Politicization Then and Now (Re: [lbo-talk] Alito & disability

Wojtek Sokolowski sokol at jhu.edu
Tue Jan 17 11:30:04 PST 2006


Jim Devine:


> I'd say that the best way to influence the elites is to
> organize the "underclass." International pressure is all well
> and good, but it can easily push a country in the _wrong_
> direction. And where does a progressive pressure come from?
> it comes from organizing the "underclasses" in other

Not usually - "underclasses" (Marx's lumpenproletariat) are often apolitical, passive or reactionary. Rueschemeyer et al. (_Capitalist developmend and democracy_) argue that what matters is a class alliance - urban proletariat aligned with the middle urban / professional classes produces progressive outcomes, rural elite aligned with industrial bourgeoisie (rye-iron alliance) produces fascist outcomes, and middle urban /professional classes aligned with bourgeoisie produce produce capitalist (neo-liberal) outcomes.

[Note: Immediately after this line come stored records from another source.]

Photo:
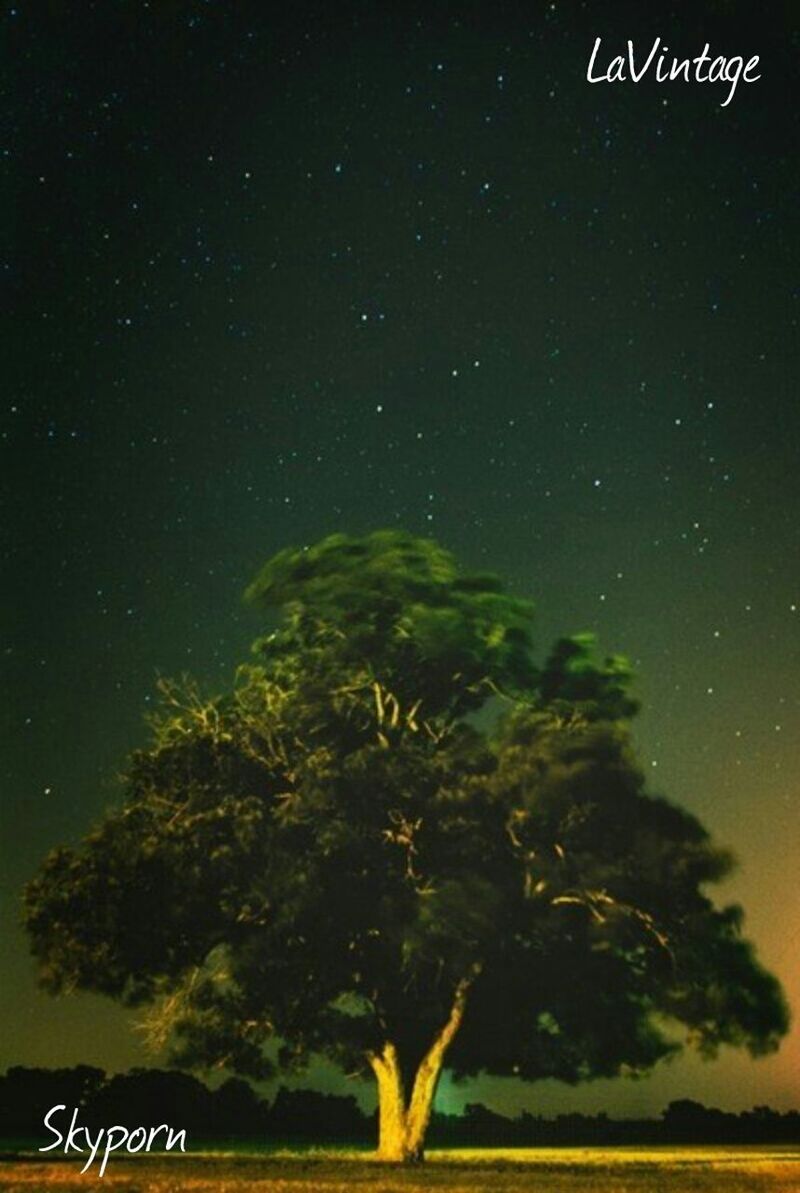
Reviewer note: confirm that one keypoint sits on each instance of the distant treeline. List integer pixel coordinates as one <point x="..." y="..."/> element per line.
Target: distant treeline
<point x="150" y="1096"/>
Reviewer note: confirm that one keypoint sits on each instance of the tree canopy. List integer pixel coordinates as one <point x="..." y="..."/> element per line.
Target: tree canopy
<point x="397" y="841"/>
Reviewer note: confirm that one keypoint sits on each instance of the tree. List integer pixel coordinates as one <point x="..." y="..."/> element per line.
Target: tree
<point x="398" y="842"/>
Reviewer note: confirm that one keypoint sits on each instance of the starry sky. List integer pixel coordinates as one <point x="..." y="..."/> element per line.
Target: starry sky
<point x="272" y="272"/>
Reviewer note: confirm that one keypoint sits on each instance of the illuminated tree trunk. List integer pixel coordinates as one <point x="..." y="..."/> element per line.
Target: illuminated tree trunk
<point x="403" y="1124"/>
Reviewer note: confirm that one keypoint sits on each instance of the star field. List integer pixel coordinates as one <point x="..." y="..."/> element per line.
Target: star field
<point x="268" y="277"/>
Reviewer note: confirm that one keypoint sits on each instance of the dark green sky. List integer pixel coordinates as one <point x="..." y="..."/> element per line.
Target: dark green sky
<point x="271" y="277"/>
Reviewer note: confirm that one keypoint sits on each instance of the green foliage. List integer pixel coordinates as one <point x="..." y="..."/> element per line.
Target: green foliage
<point x="323" y="853"/>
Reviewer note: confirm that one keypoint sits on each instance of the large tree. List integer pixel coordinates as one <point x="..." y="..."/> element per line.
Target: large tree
<point x="397" y="842"/>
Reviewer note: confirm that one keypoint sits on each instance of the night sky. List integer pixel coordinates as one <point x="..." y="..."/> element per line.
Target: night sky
<point x="271" y="274"/>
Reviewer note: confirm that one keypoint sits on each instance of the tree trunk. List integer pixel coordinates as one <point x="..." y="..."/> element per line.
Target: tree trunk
<point x="402" y="1125"/>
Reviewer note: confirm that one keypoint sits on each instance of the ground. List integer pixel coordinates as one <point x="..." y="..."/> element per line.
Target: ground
<point x="464" y="1170"/>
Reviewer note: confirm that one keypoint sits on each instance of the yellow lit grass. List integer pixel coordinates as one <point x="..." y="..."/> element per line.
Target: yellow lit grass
<point x="458" y="1170"/>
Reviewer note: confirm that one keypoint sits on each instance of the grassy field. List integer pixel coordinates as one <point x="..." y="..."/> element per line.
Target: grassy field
<point x="540" y="1170"/>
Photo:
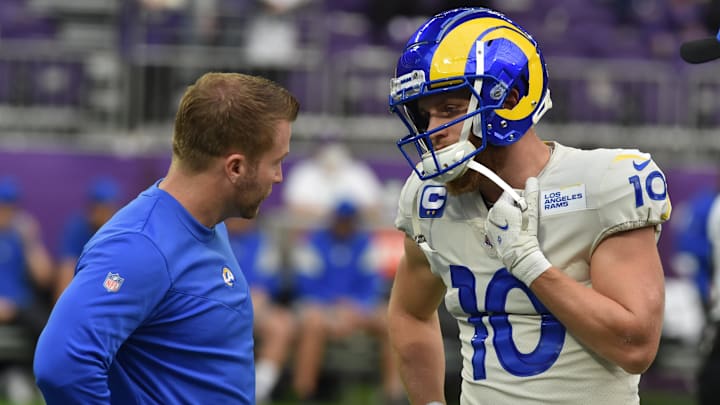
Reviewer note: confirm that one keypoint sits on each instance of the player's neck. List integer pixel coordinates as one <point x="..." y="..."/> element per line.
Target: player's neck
<point x="192" y="191"/>
<point x="514" y="164"/>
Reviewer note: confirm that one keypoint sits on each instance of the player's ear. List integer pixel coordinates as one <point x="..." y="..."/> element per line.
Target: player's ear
<point x="235" y="166"/>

Another point is that working class mobilization in Europe was much more succesful because of the relative absence of cultural divisions (ethnicity, locality, identity, etc.). In this country, working class has never been mobilized as working class - all mobilization was along identity lines (ethnicity, gender, religion, ideology) - and in this case, past performance is an indicator of future success. If nation-wide mobilization of the working class in the US was possible, somone would have already dobe that (or come close). The fact that it it did not happen, even when the capital was on its knees, means that this is rather difficiult, if at all possible, in the US. Cultural identities will inevitably trump class identity in this country - at least in our life times.

So while mobilizing various social groups is always useful, this will not produce progressive changes. I am quite confident that international pressures will force the US elites to rethink its ways - sooner rather than later - and that will be an opportunity for progressive elements in the professional classes to "infiltrate" government in the same way they "infiltrated" the FDR administration - and then bring social change "from within." Obviously, mobilizing popular support for these changes would be extremely helpful, but without the agents of change in the government, any effort to "mobilize th eunderclass" may produce, at best, cosmetic attenuations at the margins.